A People's Man eBook

This eBook from the Gutenberg Project consists of approximately 342 pages of information about A People's Man.

A People's Man eBook

This eBook from the Gutenberg Project consists of approximately 342 pages of information about A People's Man.

“What devilish impulse,” he muttered, “leads these men to pass into your rotten English politics!  It is like a poet trying to navigate a dredger.  Bah!”

“Need you go into that gloomy chamber again, my friend?”

Maraton shook his head.

“I have finished,” he declared.  “There will be no division.”

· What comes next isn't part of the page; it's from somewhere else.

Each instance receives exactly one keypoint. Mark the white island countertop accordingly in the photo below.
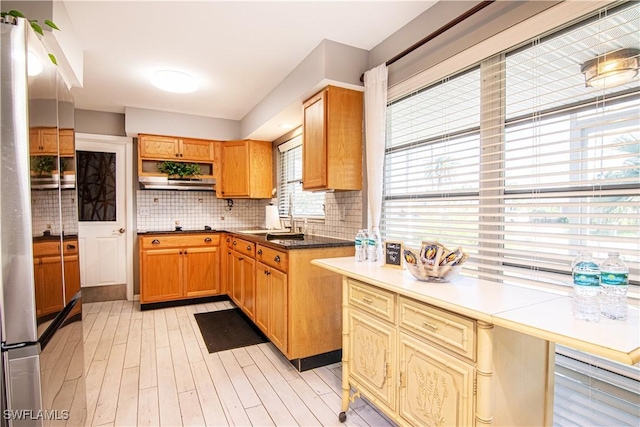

“But do you never speak there?”

“Up to now I have not uttered more than a dozen words or so,” Maraton replied.  “You try it yourself—­try speaking to a crowd of well-dressed, well-fed, smug units of respectability, each with his mind full of his own affairs or the affairs of his constituency.  You try it.  You wouldn’t find the words stream, I can tell you.”

Selingman grunted.

“And now—­what now?”

“To my rooms—­to my house,” Maraton announced, “while I change.”

“It is good.  I shall talk to your secretary.  I shall talk to Miss Julia while you disappear.  Shall I rob you, my friend?”

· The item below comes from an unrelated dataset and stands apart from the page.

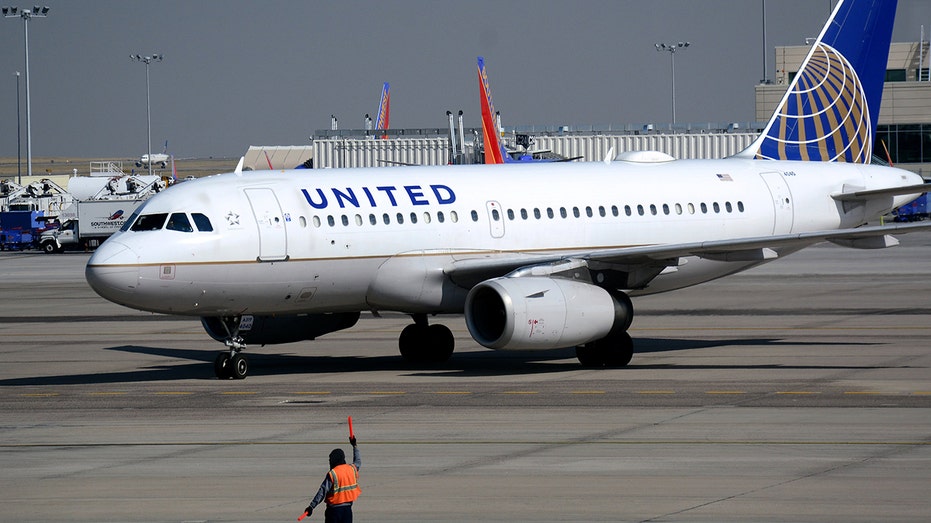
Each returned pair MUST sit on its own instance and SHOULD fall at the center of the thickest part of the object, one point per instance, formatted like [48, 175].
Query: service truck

“You would rob me of a great deal if you took her away,” Maraton answered, “but—­”

Selingman interrupted him with a fiercely contemptuous exclamation.

“You have it—­the rotten, insular conceit of these Englishmen!  You think that she would not come?  Do you think that if I were to say to her,—­’Come and listen while I make garlands of words, while I take you through the golden doors!’—­do you think that she would not put her hand in mine?  Fancy—­to live in my fairy chamber, to listen while I give shape and substance to all that I conceive—­what woman would refuse!”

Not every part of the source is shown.